Archive: https://archive.is/2025.04.06-041655/https://www.ft.com/content/40f6e292-839c-4d1f-994e-59bed627b909

(…) That system is on the cusp of huge change, for both political and technological reasons. The weaponisation of the dollar-based financial system — note how the US has cut off access by adversaries to Swift messaging for bank transfers — has prompted quests for alternatives. Ideas include a currency and payments system run by and for Brics countries. Technologies such as stablecoins offer an instant, cheap and 24/7 alternative to the expensive, slow and cumbersome legacy of correspondent banking.

So the fight for domination of the future payments system is on — and the US wants to win. The broader European public may be blissfully unaware. But those in charge of the Eurozone are also determined that this battle for technological control over the economy is one that the EU must not lose. This is the fundamental motivation for the digital euro — a central bank-issued official digital currency that, if done well and fast enough, will rival or outperform the attractiveness of dollar stablecoins.

Without it, Europe faces dangers we have known about for some time — since Facebook’s ill-fated 2019 proposal for its “Libra” electronic currency. Even before that, Europe discovered that when Trump placed sanctions on Iran, Europe could not act autonomously because it was so hard to process trade payments without US-exposed banks.

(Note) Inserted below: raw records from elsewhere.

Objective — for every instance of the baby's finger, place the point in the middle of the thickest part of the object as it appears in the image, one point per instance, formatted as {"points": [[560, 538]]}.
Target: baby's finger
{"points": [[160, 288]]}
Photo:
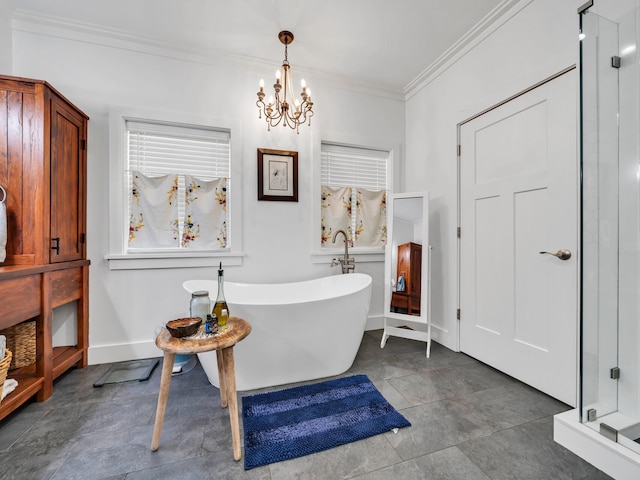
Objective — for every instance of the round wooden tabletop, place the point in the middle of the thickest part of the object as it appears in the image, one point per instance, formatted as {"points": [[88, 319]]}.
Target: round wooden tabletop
{"points": [[238, 328]]}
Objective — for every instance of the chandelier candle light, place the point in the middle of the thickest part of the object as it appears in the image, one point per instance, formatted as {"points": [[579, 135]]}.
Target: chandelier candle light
{"points": [[279, 109]]}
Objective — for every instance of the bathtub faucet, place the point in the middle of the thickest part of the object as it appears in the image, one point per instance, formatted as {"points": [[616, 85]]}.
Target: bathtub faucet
{"points": [[348, 263]]}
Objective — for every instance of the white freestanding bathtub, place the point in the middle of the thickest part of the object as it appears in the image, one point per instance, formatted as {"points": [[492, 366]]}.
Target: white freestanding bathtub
{"points": [[299, 331]]}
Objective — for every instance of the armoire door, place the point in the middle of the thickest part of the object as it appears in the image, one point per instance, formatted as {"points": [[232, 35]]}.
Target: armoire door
{"points": [[68, 172]]}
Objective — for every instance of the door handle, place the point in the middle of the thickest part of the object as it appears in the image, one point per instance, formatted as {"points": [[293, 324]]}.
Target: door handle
{"points": [[56, 245], [562, 254]]}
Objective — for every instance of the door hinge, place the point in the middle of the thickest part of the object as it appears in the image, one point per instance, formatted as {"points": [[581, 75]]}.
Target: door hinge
{"points": [[585, 6]]}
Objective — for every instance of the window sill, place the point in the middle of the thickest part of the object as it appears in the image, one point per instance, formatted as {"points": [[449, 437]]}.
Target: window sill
{"points": [[361, 256], [146, 261]]}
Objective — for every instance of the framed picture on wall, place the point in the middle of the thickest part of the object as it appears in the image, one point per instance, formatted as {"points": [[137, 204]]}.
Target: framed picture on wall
{"points": [[277, 175]]}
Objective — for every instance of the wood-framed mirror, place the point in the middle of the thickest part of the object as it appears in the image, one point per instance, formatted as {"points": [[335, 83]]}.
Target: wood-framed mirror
{"points": [[407, 269]]}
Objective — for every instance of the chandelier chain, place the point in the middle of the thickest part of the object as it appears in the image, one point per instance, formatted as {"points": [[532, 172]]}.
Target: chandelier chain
{"points": [[278, 110]]}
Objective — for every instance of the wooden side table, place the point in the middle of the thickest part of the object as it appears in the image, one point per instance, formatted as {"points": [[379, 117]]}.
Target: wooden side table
{"points": [[222, 342]]}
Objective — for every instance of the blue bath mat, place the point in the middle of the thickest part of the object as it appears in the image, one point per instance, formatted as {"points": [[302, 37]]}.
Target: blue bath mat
{"points": [[307, 419]]}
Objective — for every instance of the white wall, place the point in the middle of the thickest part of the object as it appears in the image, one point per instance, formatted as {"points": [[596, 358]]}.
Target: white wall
{"points": [[537, 42], [126, 307], [6, 11]]}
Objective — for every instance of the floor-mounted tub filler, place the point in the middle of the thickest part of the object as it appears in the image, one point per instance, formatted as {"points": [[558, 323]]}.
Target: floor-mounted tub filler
{"points": [[299, 331]]}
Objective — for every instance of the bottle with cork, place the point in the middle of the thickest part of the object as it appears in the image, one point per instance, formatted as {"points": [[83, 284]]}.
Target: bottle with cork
{"points": [[220, 308]]}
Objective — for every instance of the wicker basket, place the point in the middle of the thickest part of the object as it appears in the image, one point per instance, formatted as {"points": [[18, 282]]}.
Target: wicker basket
{"points": [[4, 368], [21, 340]]}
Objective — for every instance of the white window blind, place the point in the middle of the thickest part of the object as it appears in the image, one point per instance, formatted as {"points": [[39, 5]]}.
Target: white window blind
{"points": [[157, 149], [346, 166], [355, 167]]}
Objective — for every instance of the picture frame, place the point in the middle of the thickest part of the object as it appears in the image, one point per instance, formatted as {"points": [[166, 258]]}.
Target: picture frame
{"points": [[277, 175]]}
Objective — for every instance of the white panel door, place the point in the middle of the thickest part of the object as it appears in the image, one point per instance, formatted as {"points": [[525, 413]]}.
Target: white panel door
{"points": [[518, 197]]}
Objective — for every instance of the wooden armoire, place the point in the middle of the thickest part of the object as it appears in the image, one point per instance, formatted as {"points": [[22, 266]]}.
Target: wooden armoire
{"points": [[43, 165], [409, 266]]}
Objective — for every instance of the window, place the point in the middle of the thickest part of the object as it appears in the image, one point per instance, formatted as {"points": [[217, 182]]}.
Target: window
{"points": [[354, 184], [154, 143], [193, 164]]}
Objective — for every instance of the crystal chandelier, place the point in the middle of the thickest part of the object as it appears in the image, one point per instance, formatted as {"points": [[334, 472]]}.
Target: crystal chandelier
{"points": [[280, 109]]}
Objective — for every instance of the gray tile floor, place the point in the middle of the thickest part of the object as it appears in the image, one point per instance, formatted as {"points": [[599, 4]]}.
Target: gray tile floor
{"points": [[468, 422]]}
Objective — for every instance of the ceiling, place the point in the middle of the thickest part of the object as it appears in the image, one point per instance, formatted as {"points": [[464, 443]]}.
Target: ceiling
{"points": [[379, 43]]}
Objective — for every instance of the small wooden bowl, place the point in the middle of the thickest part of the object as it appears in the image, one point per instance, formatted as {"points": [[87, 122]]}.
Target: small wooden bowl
{"points": [[183, 327]]}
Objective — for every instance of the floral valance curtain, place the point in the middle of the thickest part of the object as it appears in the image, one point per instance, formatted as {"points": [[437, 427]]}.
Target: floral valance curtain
{"points": [[336, 212], [371, 218], [366, 224], [153, 216], [154, 220], [205, 225]]}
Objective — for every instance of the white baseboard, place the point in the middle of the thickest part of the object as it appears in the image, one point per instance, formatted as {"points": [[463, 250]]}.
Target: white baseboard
{"points": [[374, 322], [135, 351], [123, 352], [612, 458]]}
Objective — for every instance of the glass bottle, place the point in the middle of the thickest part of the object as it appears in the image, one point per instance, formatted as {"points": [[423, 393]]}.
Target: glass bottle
{"points": [[220, 309], [199, 305]]}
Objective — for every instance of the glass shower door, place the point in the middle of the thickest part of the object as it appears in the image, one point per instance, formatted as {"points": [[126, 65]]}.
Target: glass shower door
{"points": [[610, 211]]}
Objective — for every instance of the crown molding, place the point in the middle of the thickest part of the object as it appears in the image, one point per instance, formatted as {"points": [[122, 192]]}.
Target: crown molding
{"points": [[84, 32], [500, 15]]}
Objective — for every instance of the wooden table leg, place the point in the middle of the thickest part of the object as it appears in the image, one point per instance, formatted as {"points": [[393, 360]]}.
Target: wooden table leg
{"points": [[230, 380], [165, 382], [221, 379]]}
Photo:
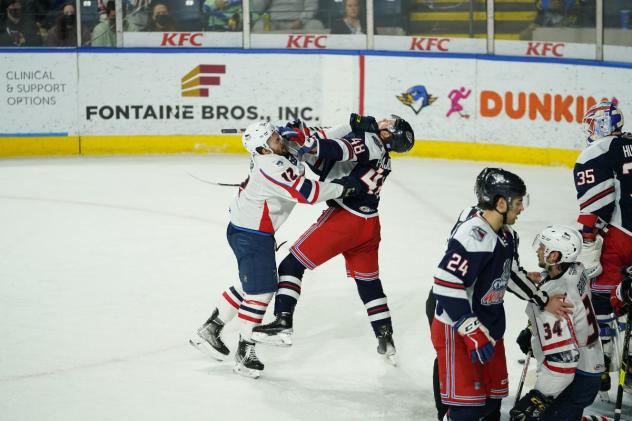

The fact is that the Eurozone is already shockingly dependent on American payment mechanisms. Some two-thirds of card payments in the Eurozone are processed by non-European card providers, says the ECB; 13 of the 20 countries using the euro do not have national card-payment systems. In those cases, “when you go to buy milk, it’s either [physical] cash or Visa/Mastercard”, as one European central banker puts it. This dependence is replicated in the rapid spread of mobile apps. (…)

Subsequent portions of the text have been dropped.